Originally Posted by LordofProcrastination View Post
Very neat stuff, Ack. I wasn't familiar with SketchUp before, but now it looks like it's going to be unavoidable for any 3D combat necessitating high accuracy that I might run.
Yup. Also good for working out where and how flying characters are going to fit into combat. I did these up as a quck example for another situation; the mage on the carpet is 50 feet above the dark creature (actually a Grim Reaper) and the character on the flying disk is 30 feet above the drow (more or less).

Tape measure lets you get exact ranges really easily...

The potential applications are almost endless.

Just in case you were wondering how to make the 'lots of layers' of water that I mentioned two posts up; no, you don't have to make each layer individually.

Make one layer, sized to fit the pool. Set it up with the colour or texture of your choice.
Double-click the shape to highlight all of it, then hold down Shift and click the flat area again. This will leave just the edges highlighted. Right-click one of them and select 'Hide'.
Hide the edges. Select "View Hidden Geometry" from the View menu. Double-click on the layer and make it into a
If you don't know how to do this; right-click and select "Make Component".

Now, select the Move/Copy tool (the one that looks like four arrows going in all different directions) and press CTRL; this activates the '
This shows up as a little plus sign.
Copy' part of the function. Click on the corner of the water layer and then pull it downward just far enough that the 'direction' line shows blue, so you know you're pulling it straight down. Now let go the mouse and type in the distance you want to move it downward. Suppose we're doing a 6' deep pool, you type in [6'] or [72"]. Hit Enter; it should move downward that far. Now, before you do anything else, type the following (without the square brackets): [72/]. This should result in 72 copies of the original layer appearing stacked beneath the first one. (Yeah, I know, 6 feet and one inch ... be quiet).

Select the whole stack and make that into a component, then place it where you need it. Be sure to turn off viewing of Hidden Geometry afterward, so it looks nice and neat.

At any point after making the layers, you can adjust the opacity of the colour/texture you chose, so the water looks right to you. Also feel free to experiment with the darkness of the colour.

I've edited the Dungeon Maker kit a little, just to fix a few minor problems. It's still downloadable from the same link.

* * *

How to make a grid of 5x5 squares quickly and easily

1: Choose the size of the grid. This is easiest if it's going to be a square. Let's say 100 feet x 100 feet.

2: Make the square.

3: Highlight one side of the square by clicking on it.

4: Select the Move/Copy tool, press CTRL to activate 'Copy', and drag the copy sideways across the square, just far enough that the program gets the idea of your direction, then type in [100']. Hit Enter, then type in [20/] and hit enter again.
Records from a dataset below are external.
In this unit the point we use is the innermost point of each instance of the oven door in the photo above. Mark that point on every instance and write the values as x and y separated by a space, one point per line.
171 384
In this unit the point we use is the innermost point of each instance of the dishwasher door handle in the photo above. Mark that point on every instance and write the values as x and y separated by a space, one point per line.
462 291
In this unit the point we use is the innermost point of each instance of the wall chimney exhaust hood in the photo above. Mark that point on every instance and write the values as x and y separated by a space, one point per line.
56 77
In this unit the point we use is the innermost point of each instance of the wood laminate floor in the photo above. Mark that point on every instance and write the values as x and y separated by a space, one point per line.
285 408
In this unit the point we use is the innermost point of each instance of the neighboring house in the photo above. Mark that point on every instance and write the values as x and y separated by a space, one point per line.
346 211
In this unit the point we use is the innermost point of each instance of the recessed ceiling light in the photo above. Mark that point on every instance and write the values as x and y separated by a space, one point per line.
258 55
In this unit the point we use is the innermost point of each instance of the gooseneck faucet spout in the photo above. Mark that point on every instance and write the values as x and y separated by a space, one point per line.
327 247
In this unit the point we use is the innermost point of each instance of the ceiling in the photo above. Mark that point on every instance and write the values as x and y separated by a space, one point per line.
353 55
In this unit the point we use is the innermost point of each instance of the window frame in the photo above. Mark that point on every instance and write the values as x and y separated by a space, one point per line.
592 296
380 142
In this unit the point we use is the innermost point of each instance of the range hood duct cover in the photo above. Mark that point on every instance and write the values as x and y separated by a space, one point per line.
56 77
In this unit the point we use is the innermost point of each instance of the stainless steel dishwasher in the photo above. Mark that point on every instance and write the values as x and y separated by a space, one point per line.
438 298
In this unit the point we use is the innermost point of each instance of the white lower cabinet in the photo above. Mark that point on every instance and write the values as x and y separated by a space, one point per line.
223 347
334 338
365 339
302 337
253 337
If you've done it right, there'll be an array of lines right across the square, each 5 feet apart.

5: Triple click the square, then go to the Edit menu and select Copy then Paste. Paste the copy near the original.
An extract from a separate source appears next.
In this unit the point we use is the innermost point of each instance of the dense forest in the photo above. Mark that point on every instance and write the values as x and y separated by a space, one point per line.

6: Select the Rotate tool, place it on the new copy, and rotate it 90 degrees.

7: Select the Move/Copy tool and move the copy so it overlays the original. You now have a 100-ft grid marked out in 5' squares.

Now, for embellishments:

8: Triple-click it and paint it a colour you don't like. Then Edit the paint colour to be totally transparent. Now make it into a component. You can overlay this on any surface; instant combat grid!

9: If you intend to use it as a static combat grid, paint it instead with a tile texture, then Edit the texture so that each tile is 5' across. Then make the texture 50% transparent. Now you can make it into a component, then Lock it (again using the Edit menu) so that you won't mistakenly alter it.

* * *

Such a battlegrid can be used for more than just straight-up combat. For instance, if you have floorplans (best used with floorplans developed for use with d20, set on a 5' basis) you can import them and size them to scale before overlaying the grid on them.

Then, to make it more realistic, you can put up the walls. Draw a line straight up from any corner to the height you want the walls to go to (eight feet is good) and then draw a rectangle from there (starting from the top of the vertical line) along the line of the walls. You'll quickly get the hang of it; it's simple and easy to make a set of rooms and corridors with the battleboard as an anchor.